Adviento es una palabra que no exige fe explícita para ser comprendida ni para ser vivida, porque habla un lenguaje previo a las creencias: en Adviento están recogidos el idioma y el tiempo de la espera, el de la preparación, el de la conciencia de límite. Durante siglos, en nuestra cultura, el Adviento fue eso: un tiempo apartado del ruido, una pedagogía de la demora, una forma discreta de ordenar la vida antes del encuentro con aquello que desconocemos y que nos supera.
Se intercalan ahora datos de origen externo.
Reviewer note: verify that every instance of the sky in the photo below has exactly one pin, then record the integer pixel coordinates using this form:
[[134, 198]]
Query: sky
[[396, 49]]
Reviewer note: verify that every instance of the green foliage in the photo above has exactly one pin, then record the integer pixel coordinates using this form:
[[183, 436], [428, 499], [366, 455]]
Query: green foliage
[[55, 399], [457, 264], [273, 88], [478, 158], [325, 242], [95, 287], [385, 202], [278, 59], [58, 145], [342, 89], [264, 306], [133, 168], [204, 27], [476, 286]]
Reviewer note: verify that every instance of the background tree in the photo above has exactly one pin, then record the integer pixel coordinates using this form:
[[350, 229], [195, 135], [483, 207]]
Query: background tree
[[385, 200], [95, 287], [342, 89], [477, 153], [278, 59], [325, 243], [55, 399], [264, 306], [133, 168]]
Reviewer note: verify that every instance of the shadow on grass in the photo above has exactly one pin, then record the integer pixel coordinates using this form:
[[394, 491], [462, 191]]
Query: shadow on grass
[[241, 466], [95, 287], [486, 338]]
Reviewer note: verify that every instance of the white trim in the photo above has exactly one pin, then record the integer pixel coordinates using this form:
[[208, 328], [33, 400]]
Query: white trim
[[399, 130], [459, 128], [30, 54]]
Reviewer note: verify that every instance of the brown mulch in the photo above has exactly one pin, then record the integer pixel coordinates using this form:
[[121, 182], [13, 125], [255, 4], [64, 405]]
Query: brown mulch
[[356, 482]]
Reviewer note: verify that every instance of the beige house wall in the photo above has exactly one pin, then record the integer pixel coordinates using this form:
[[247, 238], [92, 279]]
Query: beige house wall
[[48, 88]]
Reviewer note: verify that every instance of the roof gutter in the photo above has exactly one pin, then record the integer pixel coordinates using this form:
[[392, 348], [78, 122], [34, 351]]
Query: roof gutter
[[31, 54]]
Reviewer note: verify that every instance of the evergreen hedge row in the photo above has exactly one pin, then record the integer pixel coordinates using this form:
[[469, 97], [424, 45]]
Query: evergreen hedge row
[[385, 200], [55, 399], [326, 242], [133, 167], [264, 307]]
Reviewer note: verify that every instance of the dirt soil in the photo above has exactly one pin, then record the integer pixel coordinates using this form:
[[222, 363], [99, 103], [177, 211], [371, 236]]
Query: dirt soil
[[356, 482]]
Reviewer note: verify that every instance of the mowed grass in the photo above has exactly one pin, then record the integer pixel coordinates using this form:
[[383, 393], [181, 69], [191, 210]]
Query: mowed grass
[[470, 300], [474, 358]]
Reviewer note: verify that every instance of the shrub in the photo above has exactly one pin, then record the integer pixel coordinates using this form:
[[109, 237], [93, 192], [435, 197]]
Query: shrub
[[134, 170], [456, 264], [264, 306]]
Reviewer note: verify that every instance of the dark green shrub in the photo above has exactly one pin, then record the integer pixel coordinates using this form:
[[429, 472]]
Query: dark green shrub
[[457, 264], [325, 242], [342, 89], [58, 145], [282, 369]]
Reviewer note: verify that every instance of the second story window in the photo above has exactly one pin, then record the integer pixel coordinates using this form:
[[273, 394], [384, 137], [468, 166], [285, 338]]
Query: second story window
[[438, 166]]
El Adviento era solo un tiempo litúrgico ligado a la preparación del nacimiento de Cristo. Era (y podría seguir siendo) un tiempo civil. Un tiempo donde hacer posible ese acuerdo tácito que domesticase nuestras ansias inmediatas y que nos enseñase que no todo puede resolverse de inmediato, que no todo debe consumirse sin maduración y que no toda palabra merece ser pronunciada sin haber pasado antes por el tamiz del silencio.
Pero el Adviento es también, en su raíz más honda, el tiempo de la espera de Dios. No de un dios abstracto ni domesticado, sino de un Dios que irrumpe cuando no se le controla, que no se impone por la fuerza y que llega (según la vieja intuición cristiana, preñada de poesía) en la fragilidad de lo pequeño, envuelto en lo que no hace ruido. En el pensamiento cristiano, esa espera del Misterio no se traduce en evasión del mundo, sino en un modo de habitarlo de manera exigente: el Adviento nos prepara para vivir como si la realidad no se agotara en lo visible y como si el sentido no estuviera del todo cerrado.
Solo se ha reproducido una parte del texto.